Paintings Reveal Hidden Histories of Africans in England | Guardian (UK)

English Heritage’s six portraits range from a Roman emperor to Queen Victoria’s goddaughter

Six paintings that tell fascinating, not widely known stories of people from the African diaspora in England’s history, including the Roman emperor who strengthened Hadrian’s Wall and Queen Victoria’s goddaughter, have been unveiled by English Heritage.

The heritage body commissioned six artists to paint portraits, putting them on display at forts, abbeys, historic houses and barracks where they have an association.

The project was about bringing their stories to life for a wider audience, said Anna Eavis, English Heritage’s curatorial director. “African figures from the past have played significant roles at some of the historic sites in our care but many of their stories are not very well known.”

The subjects include Septimius Severus, who was born in Leptis Magna, the present day city of Al-Khums in Libya.
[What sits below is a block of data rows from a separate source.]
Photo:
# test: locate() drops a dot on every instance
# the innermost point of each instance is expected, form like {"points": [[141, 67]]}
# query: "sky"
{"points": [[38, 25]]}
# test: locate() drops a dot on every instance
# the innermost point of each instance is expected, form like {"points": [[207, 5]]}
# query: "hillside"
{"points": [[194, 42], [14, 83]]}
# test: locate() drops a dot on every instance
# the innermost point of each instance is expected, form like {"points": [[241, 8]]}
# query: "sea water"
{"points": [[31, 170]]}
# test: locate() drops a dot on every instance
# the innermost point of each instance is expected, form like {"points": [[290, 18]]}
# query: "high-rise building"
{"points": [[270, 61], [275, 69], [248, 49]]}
He travelled to Britain in AD208 and ordered the strengthening of Hadrian’s Wall and the reoccupation of the Antonine Wall, across what is now central Scotland, with a view to expanding his empire.

He has been painted by Elena Onwochei-Garcia who said she was drawn to Septimius because of her own multiheritage background, in her case Nigerian, Spanish and German. “This made me reflect on how people might imagine someone like us to look like,” she said.
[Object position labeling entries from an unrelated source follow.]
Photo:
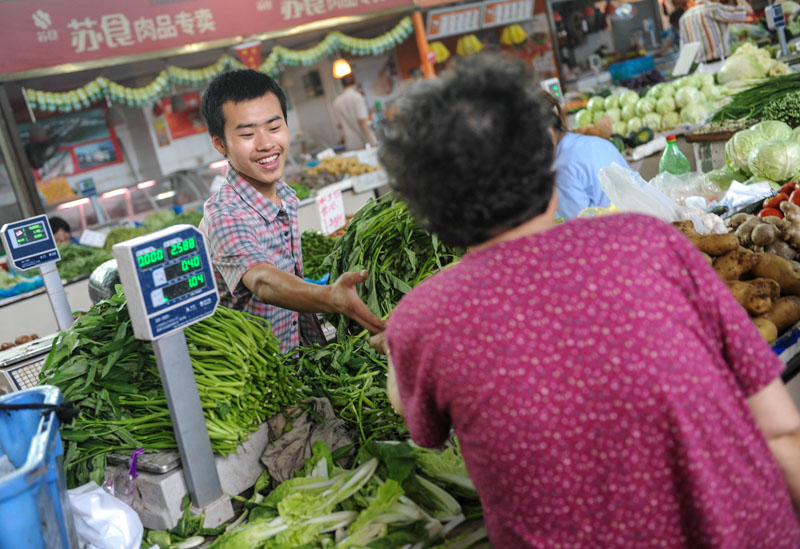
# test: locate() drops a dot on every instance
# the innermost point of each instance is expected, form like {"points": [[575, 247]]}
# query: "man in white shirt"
{"points": [[352, 116]]}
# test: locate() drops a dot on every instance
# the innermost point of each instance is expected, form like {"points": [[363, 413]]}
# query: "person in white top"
{"points": [[352, 116]]}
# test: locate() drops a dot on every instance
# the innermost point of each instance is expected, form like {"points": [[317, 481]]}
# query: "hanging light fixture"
{"points": [[114, 116], [341, 68], [36, 132], [177, 103]]}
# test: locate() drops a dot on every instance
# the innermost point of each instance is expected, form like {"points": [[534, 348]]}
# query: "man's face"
{"points": [[256, 139], [62, 236]]}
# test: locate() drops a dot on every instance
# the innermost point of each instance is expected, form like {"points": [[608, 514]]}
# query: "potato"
{"points": [[767, 329], [784, 272], [756, 296], [734, 264], [785, 313]]}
“I wanted to go beyond painting Rome’s ‘African emperor’, to portray a complex individual by paying attention to his personality and how he chose to be seen in his coins, statues and architecture.
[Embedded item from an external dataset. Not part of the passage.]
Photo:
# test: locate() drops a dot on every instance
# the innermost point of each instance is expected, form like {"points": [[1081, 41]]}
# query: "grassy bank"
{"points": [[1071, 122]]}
“Historically, black people have had little control over their portrayal. Septimius Severus embodied and altered the image of the Roman empire.”

The portrait goes on display from Wednesday at Corbridge Roman Town on Hadrian’s Wall.

Mikéla Henry-Lowe with her portrait of Dido Belle.
Mikéla Henry-Lowe with her portrait of Dido Belle. Photograph: Christopher Ison/English Heritage

Another subject is Dido Belle, born in 1761, the daughter of an enslaved black woman and a British naval officer. She was raised as part of the aristocratic Murray family in Georgian London and spent much of her life at Kenwood House on the edge of Hampstead Heath.

Belle has been painted by Mikéla Henry-Lowe. She welcomed “the opportunity to paint a black woman who experienced growing up in an aristocratic family, because most depictions of black women in Georgian Britain were shown as slaves.”

Clifton Powell has painted Abbot Hadrian, an African scholar in Anglo-Saxon England and the abbot of St Augustine’s Abbey, Kent. Hadrian was from Cyrenaica, a Roman/Byzantine province in north Africa.

Powell said he had felt his subject’s presence since he started the portrait and played monastic Gregorian chants while he painted.

Hannah Uzor with her portrait of Sarah Forbes Bonetta.
Hannah Uzor with her portrait of Sarah Forbes Bonetta. Photograph: Christopher Ison/English Heritage

Hannah Uzor has painted the portrait of Sarah Forbes Bonetta, the daughter of a west African ruler who was enslaved by King Gezo of Dahomey, present-day Benin. In 1850, Bonetta was presented as a “diplomatic gift” to a British naval captain, Frederick Forbes, and taken to England.

Bonetta was introduced to Queen Victoria who was evidently charmed by her, describing her as “sharp and intelligent”. Victoria became her godmother and paid for her education in Sierra Leone and Gillingham, Kent.

Chloe Cox has painted Arthur Roberts, the son of a Trinidadian man, who was born in 1897 in Bristol and grew up in Glasgow. He served in the first world war and survived the battle of Passchendaele. The painting is on display at Berwick-upon-Tweed barracks in Northumberland.

The sixth painting is of James Chappell (1648-1730), a servant at Kirby Hall, Northamptonshire, who saved the life of the hall’s owner. He has been painted by Glory Samjolly.

 Painting our Past: The African Diaspora in England will run from 9 June to 5 November 2021.